It always starts innocently enough. Two sides, equally passionate for their cause, rally around their cause in support of it. And for a while, things remain positive. Things begin to decline, however, after the first salvo is shot. Pretty soon, a response must be made, which begets a response from the opposing side, and back again, and so on and so forth. Pretty soon, you find yourself in the midst of a thick rhetorical battle, except neither side is interested in convincing others that they are right. Instead, they are more interested in tearing down the other side, making the other side look as bad as possiblily it can look. In the end, the true causualties are civility, reason and rational debate.
I think the prime example of this can be the abortion debate (a debate which I have grown to simply despise the lack of any rational debate from either camp), where two sides--self described as "pro-life" and "pro-choice" (so as to automatically deem their opponents "anti-life" and "anti-choice")--have engaged in a decades long battle which has done little but to enrich the manufacturers of lame bumper stickers.

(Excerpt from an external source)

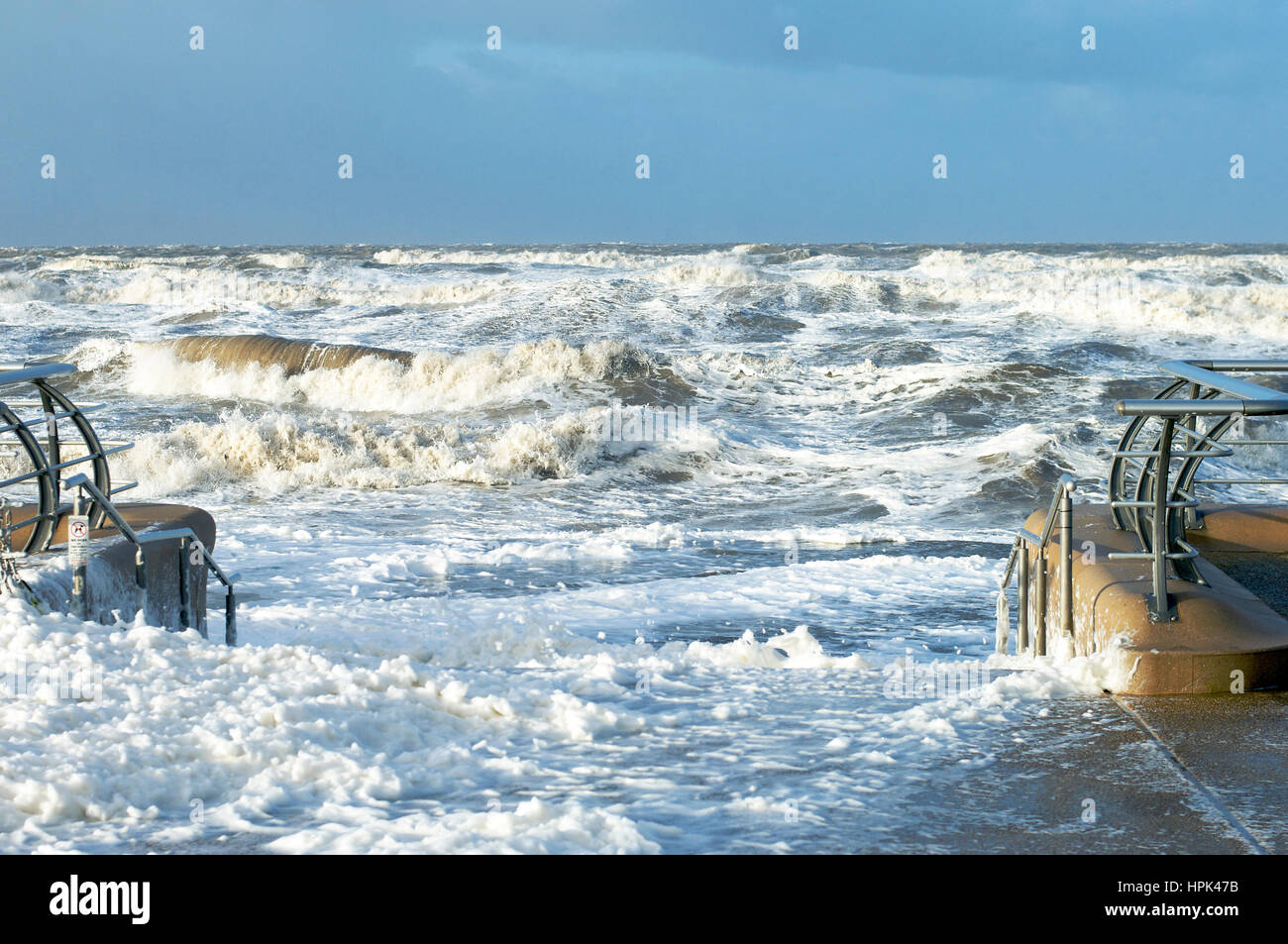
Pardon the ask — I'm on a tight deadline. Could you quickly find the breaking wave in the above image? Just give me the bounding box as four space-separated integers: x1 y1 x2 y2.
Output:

But whereas the abortion debate has been a slow simmer over the past three and a half decades, this Democratic primary has been a veritible, super-intense microburst of two candidate's supporters passions. And while in the beginning it was as simple as a pep-rally for the respective candidate, it has grown to a proportion which poisons the atmosphere for what lies ahead.
Perhaps the fact that either candidate would make history as either the first woman president or the first African-American president has supercharged the passions of both camps. And that be all fine and good, but for the fact that we have lost sight of the objective in our willingness to fight for the nomination. Neither campaign is innocent; neither group of supporters is exempt. I can say that measures must be taken to counteract the dark atmosphere that has erupted as a result of this polarization.